In 2012, the Health and Social Care Act moved commissioning for most public health functions from the NHS to Local Authorities and established Public Health England on 1st April 2013.

Seven years on, it has become increasingly difficult for Local Authorities to sustain the commissioning of Tier 2 weight management programmes under the pressure of regular funding cuts. Local authority public health budgets are scheduled to undergo further cuts and there is a limited prospect of an uplift to this thereafter within the current fiscal policy framework.

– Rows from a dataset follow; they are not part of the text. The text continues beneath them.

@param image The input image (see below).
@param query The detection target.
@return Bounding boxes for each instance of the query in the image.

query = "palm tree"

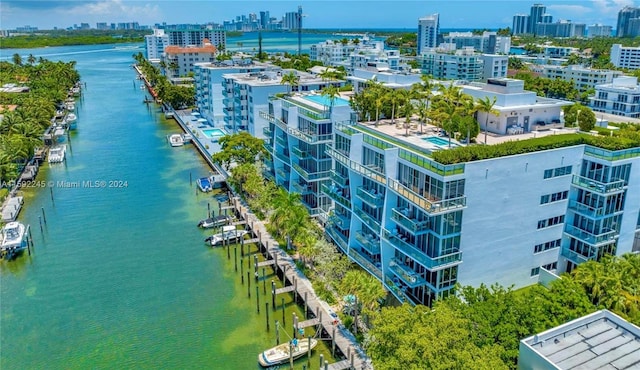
[281,71,299,95]
[476,96,500,144]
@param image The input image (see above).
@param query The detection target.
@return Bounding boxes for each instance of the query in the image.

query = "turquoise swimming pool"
[202,128,226,138]
[422,136,458,146]
[304,95,349,107]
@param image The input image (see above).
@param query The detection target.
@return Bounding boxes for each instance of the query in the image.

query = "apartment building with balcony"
[260,93,352,217]
[589,76,640,118]
[222,70,344,138]
[193,58,272,127]
[323,117,640,304]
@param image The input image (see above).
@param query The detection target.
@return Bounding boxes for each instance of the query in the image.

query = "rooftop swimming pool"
[304,95,349,107]
[422,136,458,147]
[202,128,227,139]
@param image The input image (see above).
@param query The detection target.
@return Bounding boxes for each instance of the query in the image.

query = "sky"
[0,0,640,29]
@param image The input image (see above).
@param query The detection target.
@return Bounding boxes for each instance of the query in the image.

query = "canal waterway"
[0,45,336,369]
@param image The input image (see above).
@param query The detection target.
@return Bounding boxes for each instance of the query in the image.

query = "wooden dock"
[230,197,373,370]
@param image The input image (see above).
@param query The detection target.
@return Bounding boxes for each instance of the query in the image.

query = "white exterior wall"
[458,146,584,288]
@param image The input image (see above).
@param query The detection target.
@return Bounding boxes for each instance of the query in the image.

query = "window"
[540,190,569,204]
[533,239,562,253]
[538,215,564,229]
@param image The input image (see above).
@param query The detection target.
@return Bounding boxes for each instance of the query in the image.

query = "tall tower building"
[529,4,547,35]
[511,14,529,35]
[616,6,640,37]
[417,13,440,55]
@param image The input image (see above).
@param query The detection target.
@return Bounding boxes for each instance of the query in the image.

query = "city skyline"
[0,0,640,30]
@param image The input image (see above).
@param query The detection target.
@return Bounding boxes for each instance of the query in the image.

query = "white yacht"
[0,221,27,259]
[48,145,67,163]
[167,134,184,146]
[204,225,248,247]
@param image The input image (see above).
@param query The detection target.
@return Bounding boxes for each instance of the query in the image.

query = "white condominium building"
[610,44,640,69]
[589,76,640,118]
[417,13,440,55]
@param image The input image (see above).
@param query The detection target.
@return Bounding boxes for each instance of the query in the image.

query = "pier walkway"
[230,197,373,370]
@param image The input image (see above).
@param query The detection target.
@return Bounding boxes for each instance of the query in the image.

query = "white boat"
[168,134,184,146]
[258,338,318,367]
[198,215,231,229]
[196,176,213,193]
[204,225,247,247]
[0,221,27,259]
[48,145,67,163]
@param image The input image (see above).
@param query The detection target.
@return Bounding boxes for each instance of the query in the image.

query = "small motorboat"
[0,221,28,259]
[167,134,184,147]
[204,226,248,247]
[196,176,214,193]
[258,338,318,367]
[198,215,231,229]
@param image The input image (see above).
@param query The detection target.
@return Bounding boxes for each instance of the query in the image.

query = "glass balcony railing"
[349,248,382,280]
[355,230,380,254]
[291,146,309,159]
[354,208,381,233]
[329,213,351,230]
[292,163,329,182]
[389,178,467,215]
[325,223,348,253]
[329,170,349,187]
[382,229,462,271]
[321,184,351,209]
[274,150,291,164]
[291,182,313,195]
[571,175,625,194]
[389,259,427,288]
[564,225,619,247]
[569,200,622,218]
[562,248,592,265]
[356,186,384,208]
[391,208,429,235]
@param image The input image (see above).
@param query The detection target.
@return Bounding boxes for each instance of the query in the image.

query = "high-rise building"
[418,13,440,55]
[511,14,529,35]
[616,6,640,37]
[529,4,550,35]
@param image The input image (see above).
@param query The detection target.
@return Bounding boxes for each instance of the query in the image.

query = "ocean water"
[0,45,336,370]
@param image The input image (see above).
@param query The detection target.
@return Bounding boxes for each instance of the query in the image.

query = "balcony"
[322,184,351,209]
[562,248,592,265]
[291,182,313,195]
[569,200,622,218]
[325,148,387,185]
[274,151,290,164]
[292,163,329,182]
[383,230,462,271]
[349,248,382,280]
[356,186,384,208]
[329,170,349,188]
[389,178,467,215]
[325,223,348,253]
[571,175,625,195]
[329,213,351,230]
[389,259,427,288]
[291,146,309,159]
[564,225,620,247]
[391,208,429,235]
[354,208,381,233]
[355,230,380,254]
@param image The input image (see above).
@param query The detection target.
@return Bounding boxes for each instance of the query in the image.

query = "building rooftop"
[521,310,640,370]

Clinical Commissioning Groups (CCGs) are not currently stepping up to fund Tier 2 weight management programmes where Local Authorities are unable, or unwilling, to find the funds. Data from Freedom of Information Requests show only three CCGs report funding for Tier 2 programmes in the last spending year (average spend of £113,000 per annum) compared with 65 CCGs who are funding Tier 3 services (average spend of £154,000).

Meanwhile, obesity levels continue to rise as does the pressure on the NHS. The Obesity Health Alliance, a coalition of over 40 leading charities, medical Royal Colleges and campaign groups, estimates that the NHS spends at least £5.1 billion a year dealing with ill health caused by overweight and obesity in England (1). This figure is based on NHS data from 2005-6 so is likely to be an underestimate as rates of obesity have increased since then and the analysis did not include all diseases linked to obesity.

There is no national funding for Tier 2 weight management programmes, and it is time for the Government to take back responsibility.